I mean, yes, some of the other animatronics and I had a bit of a Christmas party, and yes, there might have been a fair amount of eggnog, but that stuff's just eggs, right? I mean, Gaston eats like five dozen of those things each morning, and I'm pretty sure I didn't have more than that. But if you wouldn't mind keeping the noise down, that would be great.
I meant to have more funny stories for you this week, but I've been tied up. Literally. I woke up to find myself wrapped in tinsel and covered with spare Osborne lights. (Stitch, I know this is your fault. Just wait until the imagineers get me working again and then we'll see if you can make a Great Escape before I pummel you into Frontierland.)
So I'm sorry to have been so quiet, but I've got some great new tales to tell. Just give me a few days to get untangled here, because then I've got a doozy of a story for you. It's got everything: passion, intrigue, danger, suspense, and utterly unintentional comedy. After all, it's about Disney World.
Being stuck in one position all day gets really boring, in case I haven't mentioned that already. The blog helps, but a lot of times I just don't know what to write about. I mean, most people blog about the things that happen to them every day. But who would want to read a blog like this:
14 Dec 2010 8:00 a.m. - Frozen in position. Thinking about butterflies.
14 Dec 2010 10:22 a.m. - Still frozen.
14 Dec 2010 3:17 p.m. - Yep, still frozen. I have an itch. I can't reach it.
15 Dec 2010 11:31 a.m. - I think the guy on that last train was picking his nose. Not sure though. He might just have been scratching.
I don't think I'd have many readers with that kind of blog. It would put people to sleep faster than Drew Carey's Sounds Dangerous.
So I've been thinking about what I can do from up here in my cave, and I've decided to try my hand at being an intrepid reporter. I'm not exactly sure what "intrepid" means, but it seems to be something that reporters are, and I want to be one. I'll report on all the Disney news around the world and around the World.
Kinda like Jim Hill but bigger and hairier.
And you're in luck today, loyal readers, because I already have my first big scoop! As you may already know, the Haunted Mansion's queue has been walled off for at least a couple of months now so that you can't see the graveyard:
Looks like a depressing airport terminal, doesn't it? And is that a little girl in the front riding on her dad's shoulders? Or is she a tiny assassin choking the life out of someone? It's hard to tell.

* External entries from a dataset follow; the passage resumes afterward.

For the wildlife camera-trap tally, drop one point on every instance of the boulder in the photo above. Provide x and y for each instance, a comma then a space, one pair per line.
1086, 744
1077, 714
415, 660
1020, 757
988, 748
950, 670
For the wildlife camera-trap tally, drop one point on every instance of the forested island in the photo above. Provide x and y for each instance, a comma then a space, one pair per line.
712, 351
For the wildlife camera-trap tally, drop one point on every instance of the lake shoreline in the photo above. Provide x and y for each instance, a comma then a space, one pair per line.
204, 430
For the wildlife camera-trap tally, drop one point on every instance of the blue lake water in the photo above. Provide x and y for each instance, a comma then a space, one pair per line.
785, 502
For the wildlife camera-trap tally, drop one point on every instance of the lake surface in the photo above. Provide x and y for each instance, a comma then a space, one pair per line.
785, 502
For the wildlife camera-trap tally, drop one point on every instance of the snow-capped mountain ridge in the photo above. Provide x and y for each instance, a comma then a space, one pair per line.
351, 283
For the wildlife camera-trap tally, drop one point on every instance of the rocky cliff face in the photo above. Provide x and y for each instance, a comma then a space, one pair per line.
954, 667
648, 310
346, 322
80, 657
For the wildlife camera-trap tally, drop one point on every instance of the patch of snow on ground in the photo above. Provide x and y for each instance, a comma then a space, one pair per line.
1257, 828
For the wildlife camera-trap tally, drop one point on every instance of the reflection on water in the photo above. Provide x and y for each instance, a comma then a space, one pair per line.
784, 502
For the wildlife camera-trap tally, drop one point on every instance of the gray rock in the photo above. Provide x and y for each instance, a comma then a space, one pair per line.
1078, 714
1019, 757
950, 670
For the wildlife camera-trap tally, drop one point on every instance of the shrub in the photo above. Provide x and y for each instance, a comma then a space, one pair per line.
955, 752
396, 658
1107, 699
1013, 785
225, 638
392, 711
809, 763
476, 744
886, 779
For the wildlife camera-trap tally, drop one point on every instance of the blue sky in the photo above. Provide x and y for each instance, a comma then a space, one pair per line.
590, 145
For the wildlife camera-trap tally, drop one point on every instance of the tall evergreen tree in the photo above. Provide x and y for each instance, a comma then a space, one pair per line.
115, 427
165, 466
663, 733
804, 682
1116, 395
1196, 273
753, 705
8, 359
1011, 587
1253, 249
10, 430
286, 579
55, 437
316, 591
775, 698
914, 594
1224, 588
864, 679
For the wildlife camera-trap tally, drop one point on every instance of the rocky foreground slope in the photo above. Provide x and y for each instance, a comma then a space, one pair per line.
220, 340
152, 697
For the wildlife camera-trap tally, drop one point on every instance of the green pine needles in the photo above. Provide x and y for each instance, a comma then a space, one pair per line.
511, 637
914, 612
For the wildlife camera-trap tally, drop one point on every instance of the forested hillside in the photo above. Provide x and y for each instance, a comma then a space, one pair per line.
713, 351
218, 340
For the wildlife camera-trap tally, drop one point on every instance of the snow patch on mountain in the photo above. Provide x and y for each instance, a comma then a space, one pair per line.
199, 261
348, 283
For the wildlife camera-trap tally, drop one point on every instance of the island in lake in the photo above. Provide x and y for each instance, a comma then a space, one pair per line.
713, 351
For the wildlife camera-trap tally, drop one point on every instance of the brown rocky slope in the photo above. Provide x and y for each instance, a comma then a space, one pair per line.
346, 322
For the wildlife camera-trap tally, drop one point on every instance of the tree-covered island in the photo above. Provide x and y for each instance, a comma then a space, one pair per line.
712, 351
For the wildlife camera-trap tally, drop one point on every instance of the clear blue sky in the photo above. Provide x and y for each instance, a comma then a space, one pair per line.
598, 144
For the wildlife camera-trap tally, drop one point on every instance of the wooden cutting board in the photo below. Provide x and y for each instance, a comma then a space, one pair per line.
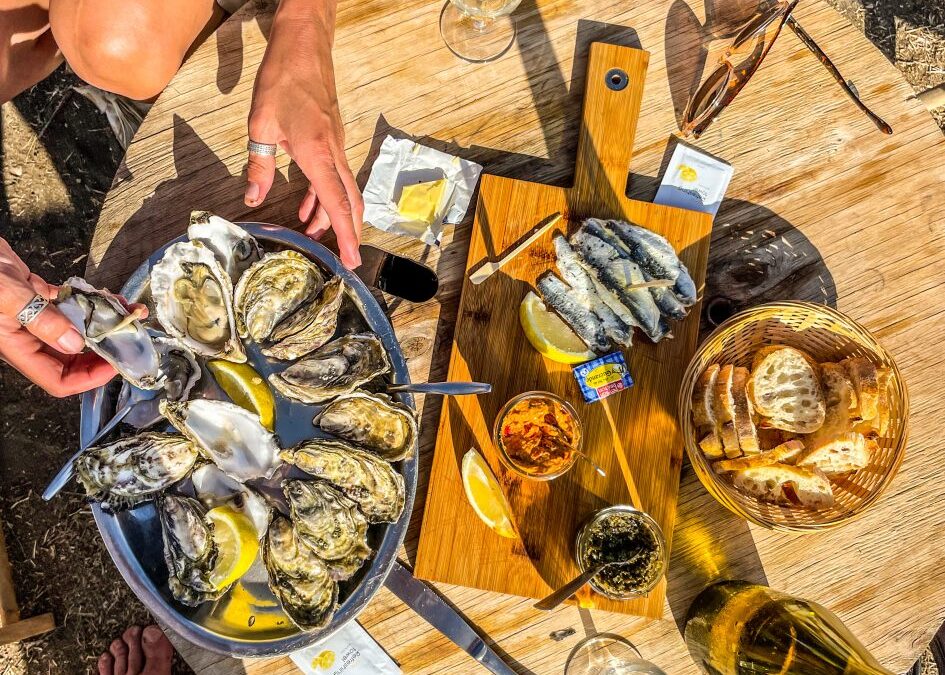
633, 435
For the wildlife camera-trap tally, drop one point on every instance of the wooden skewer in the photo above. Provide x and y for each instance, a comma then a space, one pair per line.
487, 269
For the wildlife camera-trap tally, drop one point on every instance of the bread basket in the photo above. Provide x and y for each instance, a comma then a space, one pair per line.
827, 335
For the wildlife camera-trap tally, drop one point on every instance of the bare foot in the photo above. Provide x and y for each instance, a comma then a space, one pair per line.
138, 652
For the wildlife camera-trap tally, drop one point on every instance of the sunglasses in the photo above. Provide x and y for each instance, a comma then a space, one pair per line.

Anyway, the rumor has been that they're installing new gravestones there, and they're supposed to be interactive or personalized to your experience somehow.
Everyone's been speculating about what that means, but I'm here to end the speculation.
Ladies and gentlemen, I give you evidence of the new, personalized Haunted Mansion graveyard being installed right now, straight from Epcot:
Now that's a legacy worth leaving.
P.S. Thanks to Foolish Mortal for letting me use one of his photos. FM, you can hitchhike in my doom buggy any day.